Inmediatamente quedó un espacio franco al través de la turba de espectadores. Precedida del alguacil, y acompañada de una comitiva de hombres de duro semblante y de mujeres de rostro nada compasivo, Ester Prynne se adelantó al sitio fijado para su castigo. Una multitud de chicos de escuela, atraídos por la curiosidad y que no comprendían de lo que se trataba, excepto que les proporcionaba medio día de asueto, la precedía a todo correr, volviendo de cuando en cuando la cabeza ya para fijar las miradas en ella, ya en la tierna criaturita, ora en la letra ignominiosa que brillaba en el seno de la madre. En aquellos tiempos la distancia que había de la puerta de la cárcel a la plaza del mercado no era grande; sin embargo, midiéndola por lo que experimentaba Ester, debió de parecerle muy larga, porque a pesar de la altivez de su porte, cada paso que daba en medio de aquella muchedumbre hostil era para ella un dolor indecible. Se diría que su corazón había sido arrojado a la calle para que la gente lo escarneciera y lo pisoteara. Pero hay en nuestra naturaleza algo, que participa de lo maravilloso y de lo compasivo, que nos impide conocer toda la intensidad de lo que padecemos, merced al efecto mismo de la tortura del momento, aunque más tarde nos demos cuenta de ello por el dolor que tras sí deja. Por lo tanto, con continente casi sereno sufrió Ester esta parte de su castigo, y llegó a un pequeño tablado que se levantaba en la extremidad occidental de la plaza del mercado, cerca de la iglesia más antigua de Boston, como si formara parte de la misma.
En efecto, este cadalso constituía una parte de la maquinaria penal de aquel tiempo, y si bien desde hace dos o tres generaciones es simplemente histórico y tradicional entre nosotros, se consideraba entonces un agente tan eficaz para la conservación de las buenas costumbres de los ciudadanos, como se consideró más tarde la guillotina entre los terroristas de la Francia revolucionaria. Era, en una palabra, el tablado en que estaba la picota: sobre él se levantaba la armazón de aquel instrumento de disciplina, de tal modo construido que, sujetando en un agujero la cabeza de una persona, la exponía a la vista del público.

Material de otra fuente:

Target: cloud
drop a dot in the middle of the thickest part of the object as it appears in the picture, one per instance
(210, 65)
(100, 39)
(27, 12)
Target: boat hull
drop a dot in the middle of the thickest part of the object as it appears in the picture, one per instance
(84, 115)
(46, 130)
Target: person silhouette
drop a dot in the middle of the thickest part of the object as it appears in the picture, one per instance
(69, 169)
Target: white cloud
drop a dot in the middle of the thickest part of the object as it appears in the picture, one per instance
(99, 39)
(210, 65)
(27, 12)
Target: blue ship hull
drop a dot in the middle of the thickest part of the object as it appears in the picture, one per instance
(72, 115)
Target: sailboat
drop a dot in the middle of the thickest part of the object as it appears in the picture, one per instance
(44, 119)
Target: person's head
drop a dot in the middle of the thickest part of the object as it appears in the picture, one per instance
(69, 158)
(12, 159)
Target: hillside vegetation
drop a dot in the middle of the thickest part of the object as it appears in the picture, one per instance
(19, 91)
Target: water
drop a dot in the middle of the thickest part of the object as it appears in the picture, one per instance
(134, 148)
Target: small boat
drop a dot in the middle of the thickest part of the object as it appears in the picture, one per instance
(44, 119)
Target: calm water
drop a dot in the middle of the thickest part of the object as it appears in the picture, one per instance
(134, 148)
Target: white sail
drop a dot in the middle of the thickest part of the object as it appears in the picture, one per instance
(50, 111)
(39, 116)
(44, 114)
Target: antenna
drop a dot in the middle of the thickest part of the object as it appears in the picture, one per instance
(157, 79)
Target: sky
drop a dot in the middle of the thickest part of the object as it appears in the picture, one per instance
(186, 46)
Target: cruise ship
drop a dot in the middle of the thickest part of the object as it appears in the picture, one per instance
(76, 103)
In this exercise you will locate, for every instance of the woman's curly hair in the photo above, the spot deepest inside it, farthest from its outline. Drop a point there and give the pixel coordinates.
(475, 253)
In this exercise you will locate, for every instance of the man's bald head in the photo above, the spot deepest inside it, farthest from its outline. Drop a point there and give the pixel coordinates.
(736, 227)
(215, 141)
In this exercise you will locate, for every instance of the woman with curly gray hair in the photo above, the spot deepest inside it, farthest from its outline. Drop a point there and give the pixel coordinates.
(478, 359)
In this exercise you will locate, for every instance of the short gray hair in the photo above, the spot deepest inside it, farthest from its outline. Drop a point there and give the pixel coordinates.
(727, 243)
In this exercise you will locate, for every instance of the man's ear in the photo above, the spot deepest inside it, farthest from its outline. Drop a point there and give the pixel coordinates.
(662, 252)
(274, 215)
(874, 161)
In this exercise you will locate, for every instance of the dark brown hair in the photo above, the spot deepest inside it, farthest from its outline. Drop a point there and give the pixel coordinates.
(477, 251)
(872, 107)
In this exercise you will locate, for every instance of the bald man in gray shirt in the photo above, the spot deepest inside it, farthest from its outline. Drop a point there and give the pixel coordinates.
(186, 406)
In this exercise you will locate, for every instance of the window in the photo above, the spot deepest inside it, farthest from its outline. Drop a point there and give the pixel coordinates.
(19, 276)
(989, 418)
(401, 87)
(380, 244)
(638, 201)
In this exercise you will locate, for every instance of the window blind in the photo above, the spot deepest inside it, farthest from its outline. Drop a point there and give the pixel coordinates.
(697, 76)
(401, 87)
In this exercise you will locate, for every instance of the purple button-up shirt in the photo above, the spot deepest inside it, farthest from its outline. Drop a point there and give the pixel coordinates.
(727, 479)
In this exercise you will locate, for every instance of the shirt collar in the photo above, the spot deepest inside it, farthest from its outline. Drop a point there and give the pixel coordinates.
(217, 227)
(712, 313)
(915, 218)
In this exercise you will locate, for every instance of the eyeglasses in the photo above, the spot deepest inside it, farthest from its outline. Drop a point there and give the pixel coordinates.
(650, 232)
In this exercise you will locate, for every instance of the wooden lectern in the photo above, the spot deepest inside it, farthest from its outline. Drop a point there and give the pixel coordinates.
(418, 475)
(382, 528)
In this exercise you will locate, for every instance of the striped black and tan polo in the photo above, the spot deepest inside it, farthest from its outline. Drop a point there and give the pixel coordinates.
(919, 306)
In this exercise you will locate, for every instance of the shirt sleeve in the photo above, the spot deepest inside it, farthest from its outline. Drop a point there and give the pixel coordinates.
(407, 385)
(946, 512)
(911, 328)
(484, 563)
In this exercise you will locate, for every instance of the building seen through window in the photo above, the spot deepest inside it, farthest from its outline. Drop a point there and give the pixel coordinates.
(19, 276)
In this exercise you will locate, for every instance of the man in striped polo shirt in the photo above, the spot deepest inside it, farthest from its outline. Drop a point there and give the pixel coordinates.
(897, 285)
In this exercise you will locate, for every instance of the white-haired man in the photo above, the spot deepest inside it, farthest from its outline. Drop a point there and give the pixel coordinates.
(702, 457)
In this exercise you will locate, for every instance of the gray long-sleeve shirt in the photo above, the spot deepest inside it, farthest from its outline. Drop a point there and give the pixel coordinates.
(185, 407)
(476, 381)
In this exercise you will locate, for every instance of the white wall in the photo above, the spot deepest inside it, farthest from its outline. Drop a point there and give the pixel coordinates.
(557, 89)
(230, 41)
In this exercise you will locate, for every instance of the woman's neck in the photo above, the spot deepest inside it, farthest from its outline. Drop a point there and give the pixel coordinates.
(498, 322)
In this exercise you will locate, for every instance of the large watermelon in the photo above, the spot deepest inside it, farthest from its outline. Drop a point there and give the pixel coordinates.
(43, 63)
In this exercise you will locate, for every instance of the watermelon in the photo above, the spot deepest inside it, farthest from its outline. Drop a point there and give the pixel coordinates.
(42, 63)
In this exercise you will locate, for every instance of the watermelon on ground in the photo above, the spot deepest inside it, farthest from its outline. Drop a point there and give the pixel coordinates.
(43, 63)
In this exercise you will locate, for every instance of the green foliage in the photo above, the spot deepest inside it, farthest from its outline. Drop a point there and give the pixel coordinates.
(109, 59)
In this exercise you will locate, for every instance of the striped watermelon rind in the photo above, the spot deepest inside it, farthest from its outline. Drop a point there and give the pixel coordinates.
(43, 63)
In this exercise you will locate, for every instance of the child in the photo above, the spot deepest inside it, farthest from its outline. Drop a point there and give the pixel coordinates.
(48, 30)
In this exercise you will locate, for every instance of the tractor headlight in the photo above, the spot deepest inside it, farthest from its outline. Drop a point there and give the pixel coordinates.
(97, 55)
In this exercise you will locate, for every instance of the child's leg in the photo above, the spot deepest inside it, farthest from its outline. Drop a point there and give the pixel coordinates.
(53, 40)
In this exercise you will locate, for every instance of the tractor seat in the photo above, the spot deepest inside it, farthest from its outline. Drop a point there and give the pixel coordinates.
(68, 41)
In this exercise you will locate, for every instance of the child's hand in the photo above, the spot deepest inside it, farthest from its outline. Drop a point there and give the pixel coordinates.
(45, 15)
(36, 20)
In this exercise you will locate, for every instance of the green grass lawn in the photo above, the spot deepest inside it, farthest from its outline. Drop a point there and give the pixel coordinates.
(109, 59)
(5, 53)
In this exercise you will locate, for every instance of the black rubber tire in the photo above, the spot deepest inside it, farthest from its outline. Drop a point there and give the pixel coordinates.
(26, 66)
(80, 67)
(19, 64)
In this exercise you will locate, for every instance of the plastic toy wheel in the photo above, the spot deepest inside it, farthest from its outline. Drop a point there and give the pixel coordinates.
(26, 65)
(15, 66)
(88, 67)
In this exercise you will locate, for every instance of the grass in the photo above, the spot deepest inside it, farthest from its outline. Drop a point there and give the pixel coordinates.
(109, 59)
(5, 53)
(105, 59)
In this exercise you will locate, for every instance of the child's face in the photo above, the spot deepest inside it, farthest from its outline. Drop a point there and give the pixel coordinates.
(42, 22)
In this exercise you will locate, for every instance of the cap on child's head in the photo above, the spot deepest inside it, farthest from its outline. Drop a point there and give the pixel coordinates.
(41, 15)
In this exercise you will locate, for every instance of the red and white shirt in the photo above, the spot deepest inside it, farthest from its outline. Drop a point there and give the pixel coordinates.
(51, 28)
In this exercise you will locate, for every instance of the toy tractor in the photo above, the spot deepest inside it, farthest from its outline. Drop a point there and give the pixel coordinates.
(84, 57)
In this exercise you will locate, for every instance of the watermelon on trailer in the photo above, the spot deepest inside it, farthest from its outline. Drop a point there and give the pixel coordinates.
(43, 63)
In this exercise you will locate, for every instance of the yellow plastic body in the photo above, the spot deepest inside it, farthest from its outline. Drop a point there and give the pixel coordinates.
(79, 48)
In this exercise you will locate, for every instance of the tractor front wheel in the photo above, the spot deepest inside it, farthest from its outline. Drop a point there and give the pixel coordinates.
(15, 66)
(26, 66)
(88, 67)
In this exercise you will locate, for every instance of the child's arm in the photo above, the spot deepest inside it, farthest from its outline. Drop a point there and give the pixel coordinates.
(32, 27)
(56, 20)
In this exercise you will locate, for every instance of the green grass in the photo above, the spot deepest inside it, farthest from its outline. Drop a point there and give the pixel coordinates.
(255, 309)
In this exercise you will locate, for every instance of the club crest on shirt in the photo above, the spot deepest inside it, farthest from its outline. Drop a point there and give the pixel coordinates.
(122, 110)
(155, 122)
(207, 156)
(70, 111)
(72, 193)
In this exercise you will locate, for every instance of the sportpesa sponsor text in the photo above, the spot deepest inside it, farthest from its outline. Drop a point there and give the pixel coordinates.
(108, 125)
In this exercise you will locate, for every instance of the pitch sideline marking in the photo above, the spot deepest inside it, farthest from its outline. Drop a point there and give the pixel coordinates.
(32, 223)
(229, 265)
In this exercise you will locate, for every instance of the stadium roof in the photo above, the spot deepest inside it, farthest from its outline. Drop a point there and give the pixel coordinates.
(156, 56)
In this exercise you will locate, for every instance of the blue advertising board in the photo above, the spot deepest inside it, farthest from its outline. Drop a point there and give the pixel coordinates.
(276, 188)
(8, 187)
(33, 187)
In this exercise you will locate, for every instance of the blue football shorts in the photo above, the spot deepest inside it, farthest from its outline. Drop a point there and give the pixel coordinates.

En aquella armazón de hierro y madera se hallaba encarnado el verdadero ideal de la ignominia; porque no creo que pueda hacerse mayor ultraje a la naturaleza humana, cualesquiera que sean las faltas del individuo, como impedirle que oculte el rostro por un sentimiento de vergüenza, haciendo de esa imposibilidad la esencia del castigo.

Con respecto a Ester, sin embargo, como acontecía más o menos frecuentemente, la sentencia ordenaba que estuviera de pie cierto tiempo en el tablado, sin introducir el cuello en la argolla o cepo que dejaba expuesta la cabeza a las miradas del público. Sabiendo bien lo que tenía que hacer, subió los escalones de madera, y permaneció a la vista de la multitud que rodeaba el tablado o cadalso.